30 January 2026, 08:01

Dynamische Strompreise lenken Ladezeiten von E-Autos – und entlasten das Netz

Eine Ladestation für Elektrofahrzeuge auf einem Parkplatz, umgeben von verschiedenen Geräten, Hinweistafeln, Vegetation, Absperrungen und Verkehrskegeln, mit einer Brücke im Hintergrund bei bewölktem Himmel.

Dynamische Strompreise lenken Ladezeiten von E-Autos – und entlasten das Netz

Ein aktueller Feldversuch hat gezeigt, wie dynamische Netzentgelte Besitzer von Elektroautos (E-Autos) dazu motivieren können, ihre Fahrzeuge zu Zeiten zu laden, die die Belastung des Stromnetzes verringern. Im Rahmen des Projekts 'Grids & Benefits', das von UnternehmerTUM geleitet wurde, wurde dieser Ansatz mit Tausenden Kunden in ganz Deutschland erprobt. Die Ergebnisse deuten darauf hin, dass das System dazu beitragen könnte, den Energiebedarf besser zu steuern und gleichzeitig die Kosten für die Fahrer zu senken.

Das Projekt lief von März bis Dezember 2025 und umfasste ein interdisziplinäres Team aus Netzbetreibern, Energieversorgern, Automobilherstellern und Forschern.
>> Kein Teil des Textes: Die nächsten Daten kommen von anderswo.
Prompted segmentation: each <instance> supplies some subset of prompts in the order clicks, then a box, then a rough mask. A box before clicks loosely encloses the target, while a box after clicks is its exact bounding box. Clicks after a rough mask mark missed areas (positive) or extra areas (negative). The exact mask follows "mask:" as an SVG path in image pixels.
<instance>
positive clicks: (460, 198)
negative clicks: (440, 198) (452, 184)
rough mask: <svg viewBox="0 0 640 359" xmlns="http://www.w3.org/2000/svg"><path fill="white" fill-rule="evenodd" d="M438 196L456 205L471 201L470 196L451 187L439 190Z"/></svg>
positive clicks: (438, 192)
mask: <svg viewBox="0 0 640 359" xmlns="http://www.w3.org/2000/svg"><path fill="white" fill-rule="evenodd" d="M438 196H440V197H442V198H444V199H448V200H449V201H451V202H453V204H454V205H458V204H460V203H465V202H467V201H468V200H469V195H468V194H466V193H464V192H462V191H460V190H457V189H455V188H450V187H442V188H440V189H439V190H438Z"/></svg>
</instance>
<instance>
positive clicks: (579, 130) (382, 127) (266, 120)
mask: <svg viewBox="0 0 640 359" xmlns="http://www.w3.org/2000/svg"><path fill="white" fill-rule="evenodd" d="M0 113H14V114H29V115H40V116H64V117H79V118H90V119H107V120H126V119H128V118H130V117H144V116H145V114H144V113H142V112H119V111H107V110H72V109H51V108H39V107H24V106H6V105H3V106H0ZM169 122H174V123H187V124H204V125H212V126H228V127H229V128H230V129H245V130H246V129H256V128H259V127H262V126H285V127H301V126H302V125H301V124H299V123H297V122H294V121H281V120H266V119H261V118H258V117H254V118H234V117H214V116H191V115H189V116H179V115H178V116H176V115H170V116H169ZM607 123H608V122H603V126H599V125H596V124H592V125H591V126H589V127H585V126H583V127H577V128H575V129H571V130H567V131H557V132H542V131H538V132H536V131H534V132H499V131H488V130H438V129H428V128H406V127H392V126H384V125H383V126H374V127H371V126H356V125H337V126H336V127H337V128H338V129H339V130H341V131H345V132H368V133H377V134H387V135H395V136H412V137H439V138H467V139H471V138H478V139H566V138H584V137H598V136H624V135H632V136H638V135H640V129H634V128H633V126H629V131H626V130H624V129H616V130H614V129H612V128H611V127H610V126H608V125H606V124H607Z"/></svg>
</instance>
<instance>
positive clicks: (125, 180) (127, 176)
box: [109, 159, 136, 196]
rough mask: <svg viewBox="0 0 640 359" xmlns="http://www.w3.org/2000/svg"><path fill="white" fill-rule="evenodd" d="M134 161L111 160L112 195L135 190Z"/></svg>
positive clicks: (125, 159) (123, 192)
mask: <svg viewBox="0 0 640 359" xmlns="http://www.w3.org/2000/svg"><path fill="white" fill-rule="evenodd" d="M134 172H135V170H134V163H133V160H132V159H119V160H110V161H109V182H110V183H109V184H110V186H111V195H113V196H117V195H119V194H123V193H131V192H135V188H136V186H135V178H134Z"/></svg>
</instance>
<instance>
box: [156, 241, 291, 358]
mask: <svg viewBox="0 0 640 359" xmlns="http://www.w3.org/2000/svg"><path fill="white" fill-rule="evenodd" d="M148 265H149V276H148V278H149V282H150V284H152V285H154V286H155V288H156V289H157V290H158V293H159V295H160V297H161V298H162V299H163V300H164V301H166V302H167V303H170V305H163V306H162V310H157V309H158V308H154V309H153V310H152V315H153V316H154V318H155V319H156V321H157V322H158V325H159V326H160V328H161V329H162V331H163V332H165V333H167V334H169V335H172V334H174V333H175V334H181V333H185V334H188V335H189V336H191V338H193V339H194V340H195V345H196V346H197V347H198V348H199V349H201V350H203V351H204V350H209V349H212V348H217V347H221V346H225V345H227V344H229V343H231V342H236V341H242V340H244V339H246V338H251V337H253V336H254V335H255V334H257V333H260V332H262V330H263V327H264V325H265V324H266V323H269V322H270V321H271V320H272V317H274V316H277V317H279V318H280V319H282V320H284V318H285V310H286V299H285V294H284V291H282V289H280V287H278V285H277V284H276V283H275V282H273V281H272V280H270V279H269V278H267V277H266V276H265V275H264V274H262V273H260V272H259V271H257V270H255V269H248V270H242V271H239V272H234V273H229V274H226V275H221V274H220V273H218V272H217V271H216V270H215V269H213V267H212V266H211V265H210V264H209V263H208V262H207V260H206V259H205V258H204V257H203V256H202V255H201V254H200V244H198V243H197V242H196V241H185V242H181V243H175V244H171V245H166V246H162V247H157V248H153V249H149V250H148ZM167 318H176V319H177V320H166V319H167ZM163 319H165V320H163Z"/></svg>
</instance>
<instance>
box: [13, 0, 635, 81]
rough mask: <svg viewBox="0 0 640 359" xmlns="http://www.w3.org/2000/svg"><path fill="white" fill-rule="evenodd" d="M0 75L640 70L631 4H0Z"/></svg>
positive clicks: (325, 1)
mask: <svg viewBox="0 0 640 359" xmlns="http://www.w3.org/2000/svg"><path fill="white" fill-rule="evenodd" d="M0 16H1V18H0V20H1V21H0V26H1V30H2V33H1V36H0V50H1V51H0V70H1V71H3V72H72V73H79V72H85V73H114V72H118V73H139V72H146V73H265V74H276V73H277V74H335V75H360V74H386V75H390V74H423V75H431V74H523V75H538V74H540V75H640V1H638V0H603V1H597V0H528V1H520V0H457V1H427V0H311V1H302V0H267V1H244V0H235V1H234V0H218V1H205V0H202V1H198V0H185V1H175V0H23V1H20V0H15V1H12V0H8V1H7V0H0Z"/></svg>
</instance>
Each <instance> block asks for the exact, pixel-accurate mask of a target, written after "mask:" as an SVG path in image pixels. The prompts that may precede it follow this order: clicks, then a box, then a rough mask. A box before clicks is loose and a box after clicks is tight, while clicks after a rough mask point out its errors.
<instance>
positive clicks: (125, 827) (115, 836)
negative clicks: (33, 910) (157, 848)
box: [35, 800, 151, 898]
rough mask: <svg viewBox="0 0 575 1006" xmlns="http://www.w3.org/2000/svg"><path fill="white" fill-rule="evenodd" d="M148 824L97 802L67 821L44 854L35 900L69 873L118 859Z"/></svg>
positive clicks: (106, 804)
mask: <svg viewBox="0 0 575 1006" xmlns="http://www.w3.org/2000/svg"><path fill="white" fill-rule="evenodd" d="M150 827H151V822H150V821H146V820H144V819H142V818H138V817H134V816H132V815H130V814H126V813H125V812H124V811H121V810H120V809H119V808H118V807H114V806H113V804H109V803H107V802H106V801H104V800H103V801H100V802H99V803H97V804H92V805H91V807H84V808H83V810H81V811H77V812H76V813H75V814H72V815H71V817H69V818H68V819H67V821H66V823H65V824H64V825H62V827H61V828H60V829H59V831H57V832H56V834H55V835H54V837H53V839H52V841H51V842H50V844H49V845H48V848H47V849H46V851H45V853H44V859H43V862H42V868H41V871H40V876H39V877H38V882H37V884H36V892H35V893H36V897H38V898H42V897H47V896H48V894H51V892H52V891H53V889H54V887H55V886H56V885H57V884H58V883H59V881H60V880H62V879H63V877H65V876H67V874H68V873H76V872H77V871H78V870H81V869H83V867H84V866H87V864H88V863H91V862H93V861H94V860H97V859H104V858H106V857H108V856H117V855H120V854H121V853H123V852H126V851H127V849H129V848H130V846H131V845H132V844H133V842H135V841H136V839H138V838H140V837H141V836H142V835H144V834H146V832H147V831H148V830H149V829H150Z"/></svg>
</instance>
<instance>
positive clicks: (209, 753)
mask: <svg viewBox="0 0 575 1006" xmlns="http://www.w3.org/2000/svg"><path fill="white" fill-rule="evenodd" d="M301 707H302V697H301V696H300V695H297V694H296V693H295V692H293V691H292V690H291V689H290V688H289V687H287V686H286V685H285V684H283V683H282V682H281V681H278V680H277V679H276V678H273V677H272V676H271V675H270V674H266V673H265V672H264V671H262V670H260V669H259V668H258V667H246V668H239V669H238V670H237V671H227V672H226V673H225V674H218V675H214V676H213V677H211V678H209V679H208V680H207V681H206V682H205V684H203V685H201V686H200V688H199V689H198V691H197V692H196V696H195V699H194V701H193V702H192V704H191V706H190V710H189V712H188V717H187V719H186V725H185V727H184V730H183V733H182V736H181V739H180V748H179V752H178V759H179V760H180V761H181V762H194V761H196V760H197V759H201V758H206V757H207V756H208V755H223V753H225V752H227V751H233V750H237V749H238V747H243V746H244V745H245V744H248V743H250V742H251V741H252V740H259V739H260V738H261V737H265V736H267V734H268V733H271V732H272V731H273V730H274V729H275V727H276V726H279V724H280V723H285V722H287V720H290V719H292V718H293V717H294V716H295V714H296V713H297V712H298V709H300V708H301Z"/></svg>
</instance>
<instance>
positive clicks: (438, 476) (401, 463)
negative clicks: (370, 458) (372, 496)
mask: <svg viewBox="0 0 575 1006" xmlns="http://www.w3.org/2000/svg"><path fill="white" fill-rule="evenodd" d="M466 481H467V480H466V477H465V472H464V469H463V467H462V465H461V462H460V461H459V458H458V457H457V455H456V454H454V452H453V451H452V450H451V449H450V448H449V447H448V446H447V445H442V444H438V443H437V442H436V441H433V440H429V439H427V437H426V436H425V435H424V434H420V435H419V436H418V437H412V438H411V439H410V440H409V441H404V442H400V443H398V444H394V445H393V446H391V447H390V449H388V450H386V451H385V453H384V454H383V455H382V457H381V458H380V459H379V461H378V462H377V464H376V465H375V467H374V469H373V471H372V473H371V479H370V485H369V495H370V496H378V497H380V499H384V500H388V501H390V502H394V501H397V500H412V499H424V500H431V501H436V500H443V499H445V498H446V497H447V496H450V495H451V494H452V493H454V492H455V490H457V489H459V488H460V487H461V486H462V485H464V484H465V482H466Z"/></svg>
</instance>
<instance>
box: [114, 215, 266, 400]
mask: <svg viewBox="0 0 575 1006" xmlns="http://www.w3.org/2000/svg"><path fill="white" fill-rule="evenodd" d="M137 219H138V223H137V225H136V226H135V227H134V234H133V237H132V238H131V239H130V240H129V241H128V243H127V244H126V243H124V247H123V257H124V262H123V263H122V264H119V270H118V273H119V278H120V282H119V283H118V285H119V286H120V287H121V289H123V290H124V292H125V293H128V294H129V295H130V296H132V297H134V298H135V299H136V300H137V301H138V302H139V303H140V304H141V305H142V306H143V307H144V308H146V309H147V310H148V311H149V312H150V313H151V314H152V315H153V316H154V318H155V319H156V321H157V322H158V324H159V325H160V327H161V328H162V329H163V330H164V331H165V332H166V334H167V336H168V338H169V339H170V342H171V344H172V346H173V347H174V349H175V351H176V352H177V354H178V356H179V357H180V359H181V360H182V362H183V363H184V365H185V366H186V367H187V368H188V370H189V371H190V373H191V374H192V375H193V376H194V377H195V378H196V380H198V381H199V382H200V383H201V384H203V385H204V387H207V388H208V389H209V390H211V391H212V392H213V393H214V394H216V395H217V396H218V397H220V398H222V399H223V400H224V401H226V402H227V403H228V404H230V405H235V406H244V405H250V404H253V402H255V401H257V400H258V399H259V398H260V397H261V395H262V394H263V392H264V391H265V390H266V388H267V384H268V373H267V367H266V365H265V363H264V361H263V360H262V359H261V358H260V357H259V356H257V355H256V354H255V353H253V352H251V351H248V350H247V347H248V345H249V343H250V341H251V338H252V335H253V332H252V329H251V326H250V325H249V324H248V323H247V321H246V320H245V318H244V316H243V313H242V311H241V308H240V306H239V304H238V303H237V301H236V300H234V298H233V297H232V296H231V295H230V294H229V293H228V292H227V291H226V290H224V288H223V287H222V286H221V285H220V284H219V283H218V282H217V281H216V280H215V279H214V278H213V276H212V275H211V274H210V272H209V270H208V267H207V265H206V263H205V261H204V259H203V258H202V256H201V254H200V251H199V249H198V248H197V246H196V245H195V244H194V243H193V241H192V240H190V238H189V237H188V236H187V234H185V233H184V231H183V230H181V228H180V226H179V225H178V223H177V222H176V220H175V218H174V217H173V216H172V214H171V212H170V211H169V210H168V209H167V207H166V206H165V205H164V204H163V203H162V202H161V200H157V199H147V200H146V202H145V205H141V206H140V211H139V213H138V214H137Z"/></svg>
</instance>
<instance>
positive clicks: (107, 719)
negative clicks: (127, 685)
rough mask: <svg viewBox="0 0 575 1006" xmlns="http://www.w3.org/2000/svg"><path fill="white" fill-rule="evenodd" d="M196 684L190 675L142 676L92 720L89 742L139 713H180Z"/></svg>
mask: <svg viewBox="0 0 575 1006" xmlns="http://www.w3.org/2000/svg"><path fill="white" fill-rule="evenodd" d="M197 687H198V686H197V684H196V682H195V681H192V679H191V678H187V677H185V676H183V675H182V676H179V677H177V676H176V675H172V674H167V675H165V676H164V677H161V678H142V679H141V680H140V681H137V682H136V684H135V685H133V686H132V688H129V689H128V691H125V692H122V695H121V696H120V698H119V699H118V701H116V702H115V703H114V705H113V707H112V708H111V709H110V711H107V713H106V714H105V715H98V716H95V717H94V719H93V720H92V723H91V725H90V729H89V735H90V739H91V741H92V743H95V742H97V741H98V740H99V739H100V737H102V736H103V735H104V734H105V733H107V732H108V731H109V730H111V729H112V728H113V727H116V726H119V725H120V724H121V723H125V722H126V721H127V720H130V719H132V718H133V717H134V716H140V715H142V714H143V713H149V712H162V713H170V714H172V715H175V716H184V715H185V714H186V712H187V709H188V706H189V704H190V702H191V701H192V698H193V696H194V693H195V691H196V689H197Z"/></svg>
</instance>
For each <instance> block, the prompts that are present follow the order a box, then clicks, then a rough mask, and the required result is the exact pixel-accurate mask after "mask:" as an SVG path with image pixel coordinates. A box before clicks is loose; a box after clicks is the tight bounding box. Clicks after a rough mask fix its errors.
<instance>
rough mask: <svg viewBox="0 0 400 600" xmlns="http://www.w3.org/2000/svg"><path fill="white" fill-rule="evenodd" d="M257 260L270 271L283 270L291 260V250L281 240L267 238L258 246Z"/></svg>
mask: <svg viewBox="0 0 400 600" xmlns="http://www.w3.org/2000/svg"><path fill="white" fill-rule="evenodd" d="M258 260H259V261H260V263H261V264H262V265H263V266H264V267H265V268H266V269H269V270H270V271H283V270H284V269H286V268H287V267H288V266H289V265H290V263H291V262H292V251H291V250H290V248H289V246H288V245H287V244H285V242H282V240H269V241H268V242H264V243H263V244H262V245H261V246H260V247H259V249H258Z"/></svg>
Ihr Ziel war es zu demonstrieren, wie flexible Preismodelle netzfreundliches Laden fördern können.

In einem Teil des Versuchs nahmen 500 Kunden von The Mobility House und Octopus Energy an einem Programm für das gebrauchtwagen zu Hause teil. Die Netzbetreiber setzten viertelstündliche Netzentgelte fest, die sich am regionalen Bedarf orientierten. Das Ergebnis war deutlich: 70 Prozent der Ladevorgänge – und 20 Prozent des gesamten verbrauchten Stroms – wurden in Zeiten verlegt, in denen das Netz weniger ausgelastet war.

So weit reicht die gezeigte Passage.